You will need to substitute your own arena offsets
and block size.)
.PP
Finally, the optional
.I offset
argument specifies that the writing should begin with the
clump starting at
.I offset
within the arena.
.I Wrarena
prints the offset it stopped at (because there were no more data blocks).
This could be used to incrementally back up a Venti server
to another Venti server:
.IP
.EX
last=`{cat last}
venti/wrarena -h venti2 -o 335872 /dev/sdC0/arenas $last >output
awk '/^end offset/ { print $3 }' offset >last
.EE
.LP
Of course, one would need to add wrapper code to keep track
of which arenas have been processed.
See
.B /sys/src/cmd/venti/backup.example
for a version that does this.
.PP
.I Read
and
.I write
read and write blocks from a running Venti server.

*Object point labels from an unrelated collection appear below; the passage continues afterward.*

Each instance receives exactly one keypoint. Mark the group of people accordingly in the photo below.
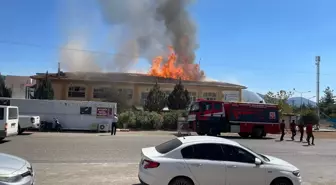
(301, 126)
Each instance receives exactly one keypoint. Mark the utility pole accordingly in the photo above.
(301, 93)
(317, 62)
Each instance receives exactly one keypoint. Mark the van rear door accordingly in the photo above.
(12, 120)
(3, 133)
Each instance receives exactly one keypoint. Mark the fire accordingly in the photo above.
(170, 69)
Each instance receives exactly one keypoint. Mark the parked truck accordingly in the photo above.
(73, 115)
(246, 119)
(9, 121)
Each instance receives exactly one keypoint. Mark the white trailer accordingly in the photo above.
(73, 115)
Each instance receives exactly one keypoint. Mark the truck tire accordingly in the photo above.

They are intended to ease debugging of the server.
The default
.I host
is the environment variable
.BR $venti ,
followed by the network metaname
.BR $venti .
The
.I type
is the decimal type of block to be read or written.
If no
.I type
is specified for
.I read ,
all types are tried, and a command-line is printed to
show the type that eventually worked.
If no
.I type
is specified for
.I write ,
.B VtDataType
(13)
is used.
.I Read
reads the block named by
.I score
(a SHA1 hash)
from the Venti server and writes it to standard output.
.I Write
reads a block from standard input and attempts to write
it to the Venti server.
If successful, it prints the score of the block on the server.
.PP
.I Copy
walks the entire tree of blocks rooted at
.I score ,
copying all the blocks visited during the walk from
the Venti server at network address
.I src
to the Venti server at network address
.I dst .
If
.I type
(a decimal block type for
.IR score )
is omitted, all types will be tried in sequence
until one is found that works.
The
.B -f
flag runs the copy in ``fast'' mode: if a block is already on
.IR dst ,
the walk does not descend below it, on the assumption that all its
children are also already on
.IR dst .
Without this flag, the copy often transfers many times more
data than necessary.
.PP
To make it easier to bootstrap servers, the configuration
file can be stored at the beginning of any Venti partitions using
.IR conf .
A partition so branded with a configuration file can
be used in place of a configuration file when invoking any
of the venti commands.
By default,
.I conf
prints the configuration stored in
.IR partition .
When invoked with the
.B -w
flag,
.I conf
reads a configuration file from
.I configfile
(or else standard input)
and stores it in
.IR partition .
.SH SOURCE
.B /sys/src/cmd/venti
.SH "SEE ALSO"
.IR venti (8),
.IR venti.conf (6)
.SH BUGS
.I Buildindex
should allow an individual index section to be rebuilt.
The merge sort could be performed in the space used to store the
index rather than requiring a temporary file.